When I started working for AIMS in 2014, we started the AIMS Scholars program. Now I know some of you reading this have received scholarship funds from the AIMS Foundation in the past (myself included), and therefore might wonder what I mean by “started.” During the 2014-2015 academic year, a public campaign was rolled out to scholarship 50% of the costs to attend and earn a Master of Arts degree in Mathematics or STEM Education at Fresno Pacific University (FPU). This campaign, along with some other important actions on the part of other entities, brought in approximately 40 new students to these programs in one year.
These 40 students have spent the past three years working late nights, attending classes, studying, reading research, solving problems, learning to conduct studies of their own, and attending monthly or bi-monthly colloquia talks. This hard work is paying off, as most will be graduating and going through ceremonies on May 4 & 5 after having completed their Master’s Thesis papers.
These papers have ranged across a wide array of topics including: “The Effects of Using Polya’s Four Step Problem Solving Upon Student Attitudes,” “Implementing Google Chromebook Technology,” “The Effects of Inquiry-Based Science Upon Reading,” etc. These students implemented the use of manipulatives in mathematics instruction and 3D printing to foster a robust concept of scale in middle schoolers, as well as build Rube Goldberg machines and promote the idea of productive struggle in their classrooms. Some took what they learned and tried to influence others by conducting professional development sessions around implementing specific mathematical practices, or the interface of the Next Generation Science Standards and the Common Core English Language Arts Standards.
They have taken on the challenge to learn, and through that learning, lead. These two programs, Math and STEM Education, exist within the Educational Leadership Division at FPU, something I will admit I didn’t understand at first. These recipients of AIMS support have demonstrated that the programs are well-placed, in fact. These students, many of them already hired as district or county level leaders, are engaging in their profession, no longer content to work within the four walls of their classroom. They lead professional learning community conversations and are becoming the resources for other teachers and paraprofessionals.

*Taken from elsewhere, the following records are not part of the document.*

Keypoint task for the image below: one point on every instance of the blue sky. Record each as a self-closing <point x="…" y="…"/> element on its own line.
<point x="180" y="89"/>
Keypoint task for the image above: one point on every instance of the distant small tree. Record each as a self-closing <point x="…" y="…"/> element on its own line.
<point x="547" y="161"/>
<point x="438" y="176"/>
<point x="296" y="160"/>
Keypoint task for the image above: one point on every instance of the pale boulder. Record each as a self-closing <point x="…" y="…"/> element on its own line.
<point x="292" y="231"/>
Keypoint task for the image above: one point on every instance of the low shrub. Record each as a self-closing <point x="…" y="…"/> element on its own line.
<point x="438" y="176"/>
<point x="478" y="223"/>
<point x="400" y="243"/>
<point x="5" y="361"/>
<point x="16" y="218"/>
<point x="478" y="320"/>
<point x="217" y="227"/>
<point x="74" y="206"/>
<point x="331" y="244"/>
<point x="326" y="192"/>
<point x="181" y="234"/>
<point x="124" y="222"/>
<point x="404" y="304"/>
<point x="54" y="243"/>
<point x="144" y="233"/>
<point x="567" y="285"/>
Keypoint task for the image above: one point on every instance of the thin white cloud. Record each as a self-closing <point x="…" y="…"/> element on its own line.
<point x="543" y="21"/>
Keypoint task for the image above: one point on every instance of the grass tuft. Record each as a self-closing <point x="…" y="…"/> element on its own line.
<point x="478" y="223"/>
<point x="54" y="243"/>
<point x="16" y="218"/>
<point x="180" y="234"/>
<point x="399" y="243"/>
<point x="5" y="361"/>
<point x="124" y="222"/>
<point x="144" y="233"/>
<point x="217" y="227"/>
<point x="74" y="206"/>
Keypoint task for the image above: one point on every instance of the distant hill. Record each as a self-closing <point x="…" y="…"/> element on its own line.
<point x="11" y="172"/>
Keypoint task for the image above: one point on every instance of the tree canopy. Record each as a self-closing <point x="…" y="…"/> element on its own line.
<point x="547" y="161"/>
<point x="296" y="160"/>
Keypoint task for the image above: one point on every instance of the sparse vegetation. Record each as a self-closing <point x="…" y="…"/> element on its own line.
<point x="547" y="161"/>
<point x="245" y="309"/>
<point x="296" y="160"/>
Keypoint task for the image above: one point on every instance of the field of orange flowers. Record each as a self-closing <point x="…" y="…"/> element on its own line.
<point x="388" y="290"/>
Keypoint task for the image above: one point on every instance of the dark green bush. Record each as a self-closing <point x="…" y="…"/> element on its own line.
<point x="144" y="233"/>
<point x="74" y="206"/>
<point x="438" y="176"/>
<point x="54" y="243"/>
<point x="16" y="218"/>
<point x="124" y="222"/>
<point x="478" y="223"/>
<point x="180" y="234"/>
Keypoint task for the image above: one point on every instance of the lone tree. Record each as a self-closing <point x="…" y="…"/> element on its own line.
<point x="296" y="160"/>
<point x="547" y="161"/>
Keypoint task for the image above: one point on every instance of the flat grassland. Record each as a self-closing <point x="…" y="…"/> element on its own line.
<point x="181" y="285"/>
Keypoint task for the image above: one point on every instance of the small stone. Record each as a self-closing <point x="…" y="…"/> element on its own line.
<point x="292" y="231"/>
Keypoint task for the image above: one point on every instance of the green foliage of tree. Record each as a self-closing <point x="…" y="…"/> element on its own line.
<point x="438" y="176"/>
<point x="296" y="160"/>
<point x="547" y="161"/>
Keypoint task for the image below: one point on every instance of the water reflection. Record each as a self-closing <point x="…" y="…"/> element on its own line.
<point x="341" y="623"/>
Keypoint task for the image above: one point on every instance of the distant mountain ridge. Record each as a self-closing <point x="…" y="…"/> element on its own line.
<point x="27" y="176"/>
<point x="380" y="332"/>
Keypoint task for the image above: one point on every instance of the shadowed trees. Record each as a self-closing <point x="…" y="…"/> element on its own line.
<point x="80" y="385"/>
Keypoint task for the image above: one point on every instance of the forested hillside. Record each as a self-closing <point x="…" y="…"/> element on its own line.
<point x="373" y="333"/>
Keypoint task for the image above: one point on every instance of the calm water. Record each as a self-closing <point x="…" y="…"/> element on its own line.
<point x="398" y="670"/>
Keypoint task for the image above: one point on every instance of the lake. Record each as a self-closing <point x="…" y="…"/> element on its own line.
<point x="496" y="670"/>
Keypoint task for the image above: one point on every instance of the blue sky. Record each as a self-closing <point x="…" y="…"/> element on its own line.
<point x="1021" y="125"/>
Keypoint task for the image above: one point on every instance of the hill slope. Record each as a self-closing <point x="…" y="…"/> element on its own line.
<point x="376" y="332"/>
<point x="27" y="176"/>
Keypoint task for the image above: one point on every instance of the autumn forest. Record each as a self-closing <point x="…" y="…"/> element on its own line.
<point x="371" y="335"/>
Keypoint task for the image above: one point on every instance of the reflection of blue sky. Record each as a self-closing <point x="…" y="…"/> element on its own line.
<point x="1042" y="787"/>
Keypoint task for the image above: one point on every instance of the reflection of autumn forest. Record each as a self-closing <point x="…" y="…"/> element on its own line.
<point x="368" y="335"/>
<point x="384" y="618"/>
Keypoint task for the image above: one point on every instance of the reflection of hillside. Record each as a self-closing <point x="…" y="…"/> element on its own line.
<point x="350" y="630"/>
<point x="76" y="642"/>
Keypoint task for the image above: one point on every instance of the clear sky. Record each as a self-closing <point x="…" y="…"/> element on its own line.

Some of these students have had babies, deaths in the family, weddings, job changes, illnesses, accidents, joys and sorrows in abundance along the path. More than one epithet has been hurled my way, the causes of which I recognize as both stress induced and probably deserved. Nonetheless, these students who entered have transitioned. We now consider them scholars, and masters of the craft. A hard-fought appellation, and I for one congratulate them. Well done, cohort one!